Tag Archives: place-based education

Module 2 – Post 1: Place-Based Education: Learning to Be Where We Are, Gregory Smith

Smith, G. (2002). Place-based education: Learning to be where we are. Phi Delta Kappa International, 83(8). 584-594.
Article Stable URL: http://www.jstor.org.ezproxy.library.ubc.ca/stable/20440205

Framed by John Dewey’s observations at his Chicago Lab School in the late 19th century that there is a division between what students experience in the world and what they learn in school, and biologist Gary Nabhan’s comments about schools’s traditional deception of students to have them believe that their own experiences are less valuable than those preconceived, “pre-digested” and presented by others that they are likely to never even meet, Smith presents five thematic patterns distilled from his review of place-based learning efforts.

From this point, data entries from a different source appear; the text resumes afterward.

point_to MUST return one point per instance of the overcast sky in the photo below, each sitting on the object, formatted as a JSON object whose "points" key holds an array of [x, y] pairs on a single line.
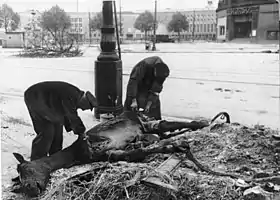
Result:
{"points": [[96, 5]]}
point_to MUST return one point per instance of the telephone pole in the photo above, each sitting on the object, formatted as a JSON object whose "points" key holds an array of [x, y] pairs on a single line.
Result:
{"points": [[89, 28], [155, 24], [121, 22], [193, 25]]}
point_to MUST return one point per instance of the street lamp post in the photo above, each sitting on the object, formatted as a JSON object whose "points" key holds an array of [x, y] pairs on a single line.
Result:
{"points": [[108, 68], [155, 24]]}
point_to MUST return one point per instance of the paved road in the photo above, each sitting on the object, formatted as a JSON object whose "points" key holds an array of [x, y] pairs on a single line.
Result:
{"points": [[246, 85]]}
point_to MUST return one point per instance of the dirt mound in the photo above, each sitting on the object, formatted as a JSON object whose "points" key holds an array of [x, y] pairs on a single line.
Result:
{"points": [[249, 153]]}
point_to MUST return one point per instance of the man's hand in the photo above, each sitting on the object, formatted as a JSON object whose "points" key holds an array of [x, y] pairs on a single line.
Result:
{"points": [[134, 105], [79, 130], [148, 106]]}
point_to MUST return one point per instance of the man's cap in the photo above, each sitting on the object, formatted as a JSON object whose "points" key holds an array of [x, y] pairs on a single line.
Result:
{"points": [[91, 99], [162, 70]]}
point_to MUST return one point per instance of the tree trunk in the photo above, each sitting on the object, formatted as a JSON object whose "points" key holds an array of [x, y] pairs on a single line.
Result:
{"points": [[145, 36]]}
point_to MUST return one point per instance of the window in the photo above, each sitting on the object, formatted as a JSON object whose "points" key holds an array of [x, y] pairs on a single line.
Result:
{"points": [[272, 35], [222, 30]]}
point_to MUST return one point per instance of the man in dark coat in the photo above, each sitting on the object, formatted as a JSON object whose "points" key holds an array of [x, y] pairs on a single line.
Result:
{"points": [[144, 85], [52, 105]]}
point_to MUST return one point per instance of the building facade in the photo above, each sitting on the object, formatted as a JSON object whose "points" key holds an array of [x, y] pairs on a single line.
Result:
{"points": [[255, 20], [202, 24]]}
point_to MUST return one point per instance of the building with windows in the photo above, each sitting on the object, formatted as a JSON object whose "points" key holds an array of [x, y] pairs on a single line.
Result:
{"points": [[79, 25], [202, 23], [253, 20]]}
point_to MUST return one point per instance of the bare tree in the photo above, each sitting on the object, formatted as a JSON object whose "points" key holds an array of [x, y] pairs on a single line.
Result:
{"points": [[8, 18]]}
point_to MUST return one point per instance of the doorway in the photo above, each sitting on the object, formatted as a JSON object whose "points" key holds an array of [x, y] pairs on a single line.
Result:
{"points": [[242, 29]]}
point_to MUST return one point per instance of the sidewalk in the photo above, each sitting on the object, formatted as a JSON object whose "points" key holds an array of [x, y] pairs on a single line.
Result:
{"points": [[201, 48]]}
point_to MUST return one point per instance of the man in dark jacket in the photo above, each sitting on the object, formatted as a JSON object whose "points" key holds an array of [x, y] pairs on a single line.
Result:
{"points": [[144, 85], [51, 105]]}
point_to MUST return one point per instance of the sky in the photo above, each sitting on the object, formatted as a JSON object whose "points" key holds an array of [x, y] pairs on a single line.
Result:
{"points": [[96, 5]]}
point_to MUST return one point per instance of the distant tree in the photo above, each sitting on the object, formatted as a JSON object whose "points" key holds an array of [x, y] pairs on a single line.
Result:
{"points": [[144, 22], [178, 23], [8, 18], [56, 23], [96, 22]]}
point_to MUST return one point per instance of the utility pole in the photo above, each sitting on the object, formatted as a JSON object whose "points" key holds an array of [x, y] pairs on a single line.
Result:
{"points": [[108, 68], [77, 29], [155, 24], [89, 28], [121, 22], [193, 25]]}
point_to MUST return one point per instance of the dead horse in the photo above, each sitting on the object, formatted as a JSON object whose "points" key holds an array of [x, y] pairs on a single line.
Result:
{"points": [[113, 140]]}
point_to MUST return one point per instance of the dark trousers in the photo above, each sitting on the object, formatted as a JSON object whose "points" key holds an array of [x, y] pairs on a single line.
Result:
{"points": [[155, 110], [49, 137]]}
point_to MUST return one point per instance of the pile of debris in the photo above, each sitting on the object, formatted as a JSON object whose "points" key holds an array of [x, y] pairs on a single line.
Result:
{"points": [[43, 53], [252, 154]]}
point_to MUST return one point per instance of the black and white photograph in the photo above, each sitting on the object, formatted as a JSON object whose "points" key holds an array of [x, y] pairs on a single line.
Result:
{"points": [[140, 99]]}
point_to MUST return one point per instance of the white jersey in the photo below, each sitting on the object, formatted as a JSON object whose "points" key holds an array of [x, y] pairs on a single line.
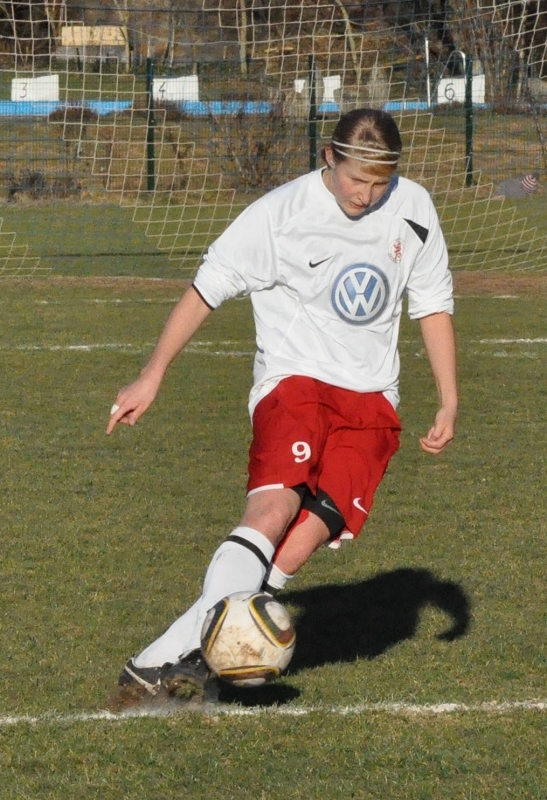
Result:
{"points": [[327, 289]]}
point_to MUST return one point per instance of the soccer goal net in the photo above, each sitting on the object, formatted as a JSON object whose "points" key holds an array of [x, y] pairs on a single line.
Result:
{"points": [[184, 111]]}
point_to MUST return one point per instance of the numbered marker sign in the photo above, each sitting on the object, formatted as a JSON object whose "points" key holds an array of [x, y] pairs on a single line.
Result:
{"points": [[32, 89], [452, 90], [176, 89]]}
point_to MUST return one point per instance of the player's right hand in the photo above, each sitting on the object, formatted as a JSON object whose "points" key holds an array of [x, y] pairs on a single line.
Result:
{"points": [[131, 402]]}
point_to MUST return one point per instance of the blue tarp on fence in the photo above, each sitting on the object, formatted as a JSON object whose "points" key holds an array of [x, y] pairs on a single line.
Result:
{"points": [[43, 108]]}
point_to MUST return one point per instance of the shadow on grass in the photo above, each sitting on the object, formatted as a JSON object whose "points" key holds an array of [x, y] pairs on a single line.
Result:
{"points": [[360, 620]]}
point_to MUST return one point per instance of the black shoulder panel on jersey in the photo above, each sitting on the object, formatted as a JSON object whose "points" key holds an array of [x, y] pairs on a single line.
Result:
{"points": [[419, 230], [197, 291]]}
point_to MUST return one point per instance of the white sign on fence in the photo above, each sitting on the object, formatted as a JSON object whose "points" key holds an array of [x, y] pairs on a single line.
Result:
{"points": [[452, 90], [176, 89], [44, 88]]}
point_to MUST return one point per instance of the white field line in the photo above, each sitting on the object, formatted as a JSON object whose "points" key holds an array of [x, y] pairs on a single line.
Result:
{"points": [[204, 347], [219, 709], [193, 347]]}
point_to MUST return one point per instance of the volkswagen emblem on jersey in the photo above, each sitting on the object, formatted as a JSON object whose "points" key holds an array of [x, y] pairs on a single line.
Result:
{"points": [[360, 294]]}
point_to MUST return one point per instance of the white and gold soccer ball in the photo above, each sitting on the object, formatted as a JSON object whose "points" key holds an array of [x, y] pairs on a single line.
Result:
{"points": [[248, 639]]}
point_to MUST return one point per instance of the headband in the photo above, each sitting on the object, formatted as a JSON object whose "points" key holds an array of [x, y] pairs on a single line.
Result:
{"points": [[367, 160]]}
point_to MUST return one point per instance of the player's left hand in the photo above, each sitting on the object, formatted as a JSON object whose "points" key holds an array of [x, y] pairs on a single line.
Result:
{"points": [[441, 434]]}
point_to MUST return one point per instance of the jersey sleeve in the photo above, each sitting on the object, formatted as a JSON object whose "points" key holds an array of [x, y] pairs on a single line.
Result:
{"points": [[429, 287], [241, 260]]}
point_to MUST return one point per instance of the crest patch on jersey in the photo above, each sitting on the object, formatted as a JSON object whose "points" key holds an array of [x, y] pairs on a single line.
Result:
{"points": [[360, 294], [395, 251]]}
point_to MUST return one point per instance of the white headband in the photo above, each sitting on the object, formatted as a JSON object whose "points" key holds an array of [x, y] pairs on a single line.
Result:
{"points": [[375, 152]]}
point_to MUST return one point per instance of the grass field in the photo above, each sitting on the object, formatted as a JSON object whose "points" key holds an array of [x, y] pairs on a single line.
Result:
{"points": [[421, 662]]}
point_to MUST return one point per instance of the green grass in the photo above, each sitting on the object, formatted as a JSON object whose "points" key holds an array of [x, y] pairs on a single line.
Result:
{"points": [[105, 540]]}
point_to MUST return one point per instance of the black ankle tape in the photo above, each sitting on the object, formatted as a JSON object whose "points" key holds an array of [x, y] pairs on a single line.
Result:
{"points": [[233, 537]]}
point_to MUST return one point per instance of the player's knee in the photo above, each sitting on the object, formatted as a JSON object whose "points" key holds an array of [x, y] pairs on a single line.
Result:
{"points": [[324, 507], [271, 512]]}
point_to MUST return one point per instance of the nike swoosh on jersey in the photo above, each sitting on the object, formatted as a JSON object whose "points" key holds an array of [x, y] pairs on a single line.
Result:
{"points": [[357, 504], [314, 264], [325, 504]]}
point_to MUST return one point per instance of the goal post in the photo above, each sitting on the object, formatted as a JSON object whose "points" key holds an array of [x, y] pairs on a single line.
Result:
{"points": [[185, 112]]}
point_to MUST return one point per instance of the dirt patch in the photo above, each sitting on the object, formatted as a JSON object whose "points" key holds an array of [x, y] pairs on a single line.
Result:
{"points": [[466, 283]]}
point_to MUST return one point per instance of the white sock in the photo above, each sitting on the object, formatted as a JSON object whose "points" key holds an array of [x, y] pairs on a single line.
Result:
{"points": [[239, 565], [275, 579]]}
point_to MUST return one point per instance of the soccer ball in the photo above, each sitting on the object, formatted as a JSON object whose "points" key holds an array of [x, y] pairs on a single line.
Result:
{"points": [[247, 639]]}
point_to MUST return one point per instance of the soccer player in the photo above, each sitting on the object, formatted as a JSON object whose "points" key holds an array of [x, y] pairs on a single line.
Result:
{"points": [[326, 260]]}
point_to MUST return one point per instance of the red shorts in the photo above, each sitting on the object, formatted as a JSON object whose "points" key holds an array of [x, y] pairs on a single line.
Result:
{"points": [[340, 441]]}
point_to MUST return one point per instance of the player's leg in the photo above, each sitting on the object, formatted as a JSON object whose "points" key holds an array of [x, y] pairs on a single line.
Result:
{"points": [[363, 436], [238, 565], [281, 446]]}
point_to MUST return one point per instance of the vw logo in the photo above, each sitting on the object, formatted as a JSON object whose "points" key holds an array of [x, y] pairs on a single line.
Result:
{"points": [[360, 294]]}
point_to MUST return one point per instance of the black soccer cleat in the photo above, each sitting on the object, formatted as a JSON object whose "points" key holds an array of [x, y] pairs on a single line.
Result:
{"points": [[187, 678], [139, 682]]}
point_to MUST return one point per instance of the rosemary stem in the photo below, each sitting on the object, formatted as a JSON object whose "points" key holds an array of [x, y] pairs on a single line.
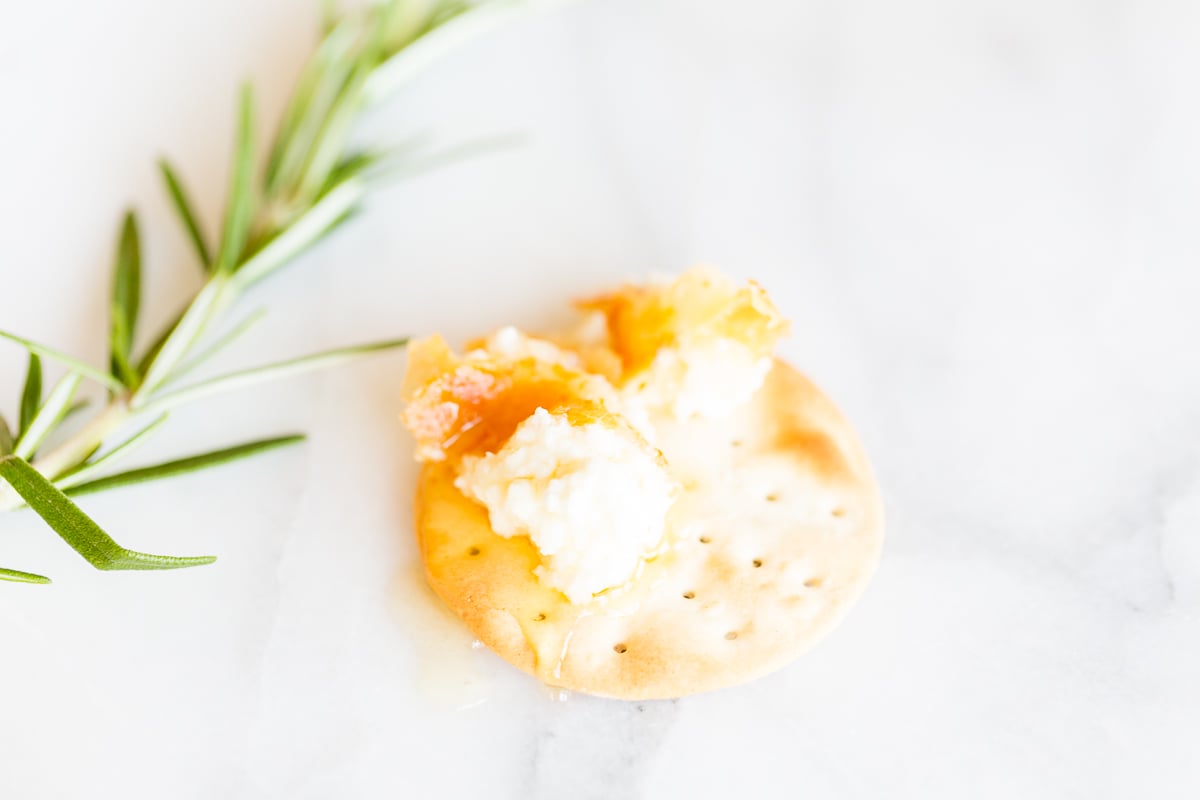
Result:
{"points": [[75, 449]]}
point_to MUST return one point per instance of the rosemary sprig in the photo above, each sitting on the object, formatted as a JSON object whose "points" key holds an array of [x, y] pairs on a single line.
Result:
{"points": [[312, 181]]}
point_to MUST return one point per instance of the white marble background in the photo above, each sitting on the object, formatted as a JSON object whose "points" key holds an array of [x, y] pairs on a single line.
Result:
{"points": [[984, 218]]}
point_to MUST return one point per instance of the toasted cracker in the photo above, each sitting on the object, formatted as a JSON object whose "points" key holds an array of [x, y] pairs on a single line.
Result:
{"points": [[777, 533]]}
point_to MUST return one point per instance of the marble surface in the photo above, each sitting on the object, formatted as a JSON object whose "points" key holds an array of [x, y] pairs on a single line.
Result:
{"points": [[982, 217]]}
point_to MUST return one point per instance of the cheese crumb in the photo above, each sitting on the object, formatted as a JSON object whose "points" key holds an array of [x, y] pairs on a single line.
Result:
{"points": [[699, 346], [593, 498]]}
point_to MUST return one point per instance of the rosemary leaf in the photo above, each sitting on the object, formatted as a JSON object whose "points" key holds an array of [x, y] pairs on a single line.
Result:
{"points": [[409, 59], [48, 416], [151, 353], [79, 530], [183, 465], [267, 372], [73, 364], [240, 212], [6, 439], [305, 230], [126, 300], [317, 90], [90, 468], [183, 335], [31, 395], [186, 215], [232, 336], [17, 576]]}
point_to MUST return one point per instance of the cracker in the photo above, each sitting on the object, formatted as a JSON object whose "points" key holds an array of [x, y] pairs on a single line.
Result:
{"points": [[775, 534]]}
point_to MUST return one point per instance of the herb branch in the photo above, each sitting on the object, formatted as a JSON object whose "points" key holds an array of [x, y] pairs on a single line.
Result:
{"points": [[310, 185]]}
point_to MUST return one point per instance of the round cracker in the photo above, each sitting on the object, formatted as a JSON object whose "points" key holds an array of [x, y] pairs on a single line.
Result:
{"points": [[775, 534]]}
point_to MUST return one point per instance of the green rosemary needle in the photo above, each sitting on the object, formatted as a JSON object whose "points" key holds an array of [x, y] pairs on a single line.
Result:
{"points": [[310, 184]]}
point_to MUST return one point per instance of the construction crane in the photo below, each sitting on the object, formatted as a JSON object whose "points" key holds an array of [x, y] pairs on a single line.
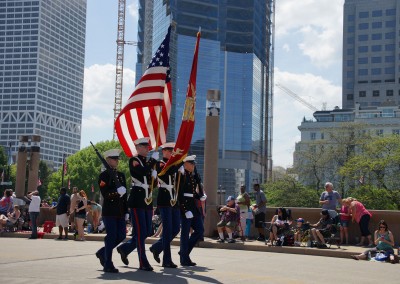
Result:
{"points": [[296, 97], [119, 66]]}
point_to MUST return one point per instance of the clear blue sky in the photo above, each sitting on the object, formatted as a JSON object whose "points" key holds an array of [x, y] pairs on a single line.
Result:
{"points": [[308, 52]]}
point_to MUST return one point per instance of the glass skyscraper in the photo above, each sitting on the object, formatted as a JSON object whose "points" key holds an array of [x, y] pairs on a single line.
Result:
{"points": [[371, 53], [234, 57], [42, 52]]}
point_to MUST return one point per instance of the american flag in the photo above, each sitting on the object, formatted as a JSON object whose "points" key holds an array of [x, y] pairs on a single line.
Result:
{"points": [[188, 119], [151, 98]]}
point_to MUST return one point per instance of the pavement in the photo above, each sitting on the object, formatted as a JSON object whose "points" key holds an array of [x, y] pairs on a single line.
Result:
{"points": [[251, 245], [49, 261]]}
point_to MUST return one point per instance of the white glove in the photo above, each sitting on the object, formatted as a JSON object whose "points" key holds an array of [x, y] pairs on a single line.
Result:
{"points": [[155, 155], [121, 190], [189, 214]]}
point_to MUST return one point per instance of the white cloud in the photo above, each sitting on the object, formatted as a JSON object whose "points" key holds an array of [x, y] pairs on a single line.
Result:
{"points": [[286, 47], [318, 23], [288, 112], [98, 101]]}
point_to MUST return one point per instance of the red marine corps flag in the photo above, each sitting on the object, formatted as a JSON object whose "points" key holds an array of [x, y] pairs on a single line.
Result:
{"points": [[187, 126], [146, 113]]}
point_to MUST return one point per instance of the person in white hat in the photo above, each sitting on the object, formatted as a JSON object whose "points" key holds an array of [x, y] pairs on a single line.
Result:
{"points": [[189, 190], [114, 211], [140, 202], [168, 206]]}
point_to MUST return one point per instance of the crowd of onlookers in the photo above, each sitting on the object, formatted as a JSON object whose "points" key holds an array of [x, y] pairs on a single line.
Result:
{"points": [[332, 227]]}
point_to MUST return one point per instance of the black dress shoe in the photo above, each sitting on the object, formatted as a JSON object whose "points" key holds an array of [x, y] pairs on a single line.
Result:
{"points": [[170, 265], [101, 258], [124, 256], [190, 263], [146, 268], [155, 255], [111, 270]]}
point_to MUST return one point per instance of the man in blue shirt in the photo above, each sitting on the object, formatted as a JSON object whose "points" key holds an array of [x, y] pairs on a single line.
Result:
{"points": [[62, 219]]}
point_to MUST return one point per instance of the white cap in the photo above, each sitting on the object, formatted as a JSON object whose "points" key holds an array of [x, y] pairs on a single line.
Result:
{"points": [[112, 153], [190, 158], [143, 141], [168, 145]]}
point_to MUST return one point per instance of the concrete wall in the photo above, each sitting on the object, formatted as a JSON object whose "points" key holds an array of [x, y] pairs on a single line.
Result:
{"points": [[312, 215]]}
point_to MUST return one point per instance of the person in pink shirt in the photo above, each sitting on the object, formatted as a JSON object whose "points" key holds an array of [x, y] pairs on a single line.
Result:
{"points": [[362, 216], [345, 218]]}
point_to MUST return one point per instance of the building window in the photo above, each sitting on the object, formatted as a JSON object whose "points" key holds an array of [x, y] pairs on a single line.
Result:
{"points": [[390, 35], [377, 13], [389, 70], [362, 72], [376, 71], [376, 59], [389, 47], [376, 48], [390, 12], [389, 59], [376, 36], [350, 63], [363, 60], [377, 25], [390, 24]]}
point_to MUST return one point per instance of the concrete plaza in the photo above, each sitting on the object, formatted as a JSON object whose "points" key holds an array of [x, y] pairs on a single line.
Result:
{"points": [[48, 260]]}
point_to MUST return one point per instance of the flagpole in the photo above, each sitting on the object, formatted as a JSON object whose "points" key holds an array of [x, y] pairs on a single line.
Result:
{"points": [[62, 171]]}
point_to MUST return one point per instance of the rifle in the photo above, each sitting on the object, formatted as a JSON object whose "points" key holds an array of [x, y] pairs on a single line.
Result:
{"points": [[112, 173]]}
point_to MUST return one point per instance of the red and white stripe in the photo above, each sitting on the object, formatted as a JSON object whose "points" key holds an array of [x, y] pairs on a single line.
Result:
{"points": [[141, 122]]}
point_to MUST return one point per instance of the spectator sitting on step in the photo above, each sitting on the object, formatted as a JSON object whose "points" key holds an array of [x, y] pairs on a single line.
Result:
{"points": [[279, 222], [229, 220], [11, 218], [319, 234]]}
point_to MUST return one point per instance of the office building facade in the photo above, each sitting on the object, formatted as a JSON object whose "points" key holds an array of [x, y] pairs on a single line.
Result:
{"points": [[235, 58], [371, 52], [42, 52]]}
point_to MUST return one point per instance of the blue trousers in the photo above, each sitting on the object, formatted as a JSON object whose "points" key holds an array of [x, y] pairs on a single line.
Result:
{"points": [[187, 243], [140, 222], [116, 233], [171, 226], [33, 216]]}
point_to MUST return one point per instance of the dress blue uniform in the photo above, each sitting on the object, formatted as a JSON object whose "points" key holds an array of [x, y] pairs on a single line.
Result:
{"points": [[140, 170], [190, 190], [113, 214], [170, 213]]}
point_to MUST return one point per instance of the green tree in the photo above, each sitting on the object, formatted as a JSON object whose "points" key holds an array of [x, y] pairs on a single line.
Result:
{"points": [[287, 192], [83, 169]]}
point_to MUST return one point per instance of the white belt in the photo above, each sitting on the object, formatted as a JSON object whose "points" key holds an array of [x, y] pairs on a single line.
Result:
{"points": [[144, 185], [140, 184], [169, 187]]}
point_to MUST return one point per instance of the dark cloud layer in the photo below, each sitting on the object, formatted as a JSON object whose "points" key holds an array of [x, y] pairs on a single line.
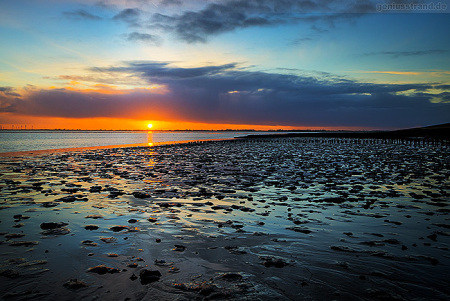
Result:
{"points": [[144, 37], [397, 54], [228, 94], [81, 14], [129, 16], [225, 16]]}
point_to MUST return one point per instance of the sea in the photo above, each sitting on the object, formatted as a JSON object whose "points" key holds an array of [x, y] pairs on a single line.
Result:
{"points": [[33, 140]]}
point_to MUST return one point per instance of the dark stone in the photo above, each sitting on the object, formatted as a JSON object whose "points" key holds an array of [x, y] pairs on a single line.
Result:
{"points": [[118, 228], [95, 188], [179, 248], [103, 269], [232, 277], [74, 284], [141, 195], [147, 276], [91, 227], [52, 225]]}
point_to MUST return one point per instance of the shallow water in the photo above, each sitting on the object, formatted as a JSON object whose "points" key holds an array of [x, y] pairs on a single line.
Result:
{"points": [[297, 219], [15, 141]]}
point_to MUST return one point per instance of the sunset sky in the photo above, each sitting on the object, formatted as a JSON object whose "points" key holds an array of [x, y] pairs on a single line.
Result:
{"points": [[217, 64]]}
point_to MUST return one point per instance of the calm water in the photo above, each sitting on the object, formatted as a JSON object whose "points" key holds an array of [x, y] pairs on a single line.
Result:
{"points": [[13, 141]]}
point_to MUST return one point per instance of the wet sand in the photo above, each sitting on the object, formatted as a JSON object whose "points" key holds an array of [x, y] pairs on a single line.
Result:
{"points": [[252, 219]]}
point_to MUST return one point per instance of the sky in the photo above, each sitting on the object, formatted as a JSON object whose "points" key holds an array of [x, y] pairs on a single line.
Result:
{"points": [[224, 64]]}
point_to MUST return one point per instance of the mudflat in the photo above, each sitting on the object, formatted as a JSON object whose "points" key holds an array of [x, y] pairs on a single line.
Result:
{"points": [[273, 219]]}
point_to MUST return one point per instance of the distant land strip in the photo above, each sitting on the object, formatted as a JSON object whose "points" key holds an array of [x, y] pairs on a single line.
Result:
{"points": [[435, 132]]}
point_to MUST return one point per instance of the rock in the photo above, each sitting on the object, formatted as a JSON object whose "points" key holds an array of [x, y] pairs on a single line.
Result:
{"points": [[299, 229], [52, 225], [14, 235], [231, 277], [147, 276], [52, 228], [96, 188], [67, 199], [91, 227], [89, 243], [103, 269], [118, 228], [108, 239], [141, 195], [235, 250], [270, 261], [179, 248], [23, 243], [49, 204], [74, 284], [94, 216]]}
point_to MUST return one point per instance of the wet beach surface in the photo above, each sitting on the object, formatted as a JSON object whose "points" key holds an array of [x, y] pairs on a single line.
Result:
{"points": [[272, 219]]}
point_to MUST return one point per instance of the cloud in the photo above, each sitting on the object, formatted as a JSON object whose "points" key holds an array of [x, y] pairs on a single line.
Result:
{"points": [[144, 37], [230, 94], [130, 16], [170, 2], [220, 17], [81, 14], [397, 54], [8, 91]]}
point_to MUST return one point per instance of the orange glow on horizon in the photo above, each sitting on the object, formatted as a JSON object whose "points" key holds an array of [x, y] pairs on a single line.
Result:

In each of the five thematic patterns (cultural studies, nature studies, real-world problem solving, internship and entrepreneurial opportunities, and induction into community processes), Smith provides concrete examples of successful models and, in some cases, describes the limitations and challenges faced.  He concludes the article with a discussion of five common thread between the themes and another discussion on challenges expected by educators intending to implement a place-based model of education.

The article makes no mention of place-based identity or the incorporation of indigenous local knowledge.  It is thus somewhat ethnocentric in it’s promotion of traditional aboriginal practice and a return to what was common before the proliferation of schools.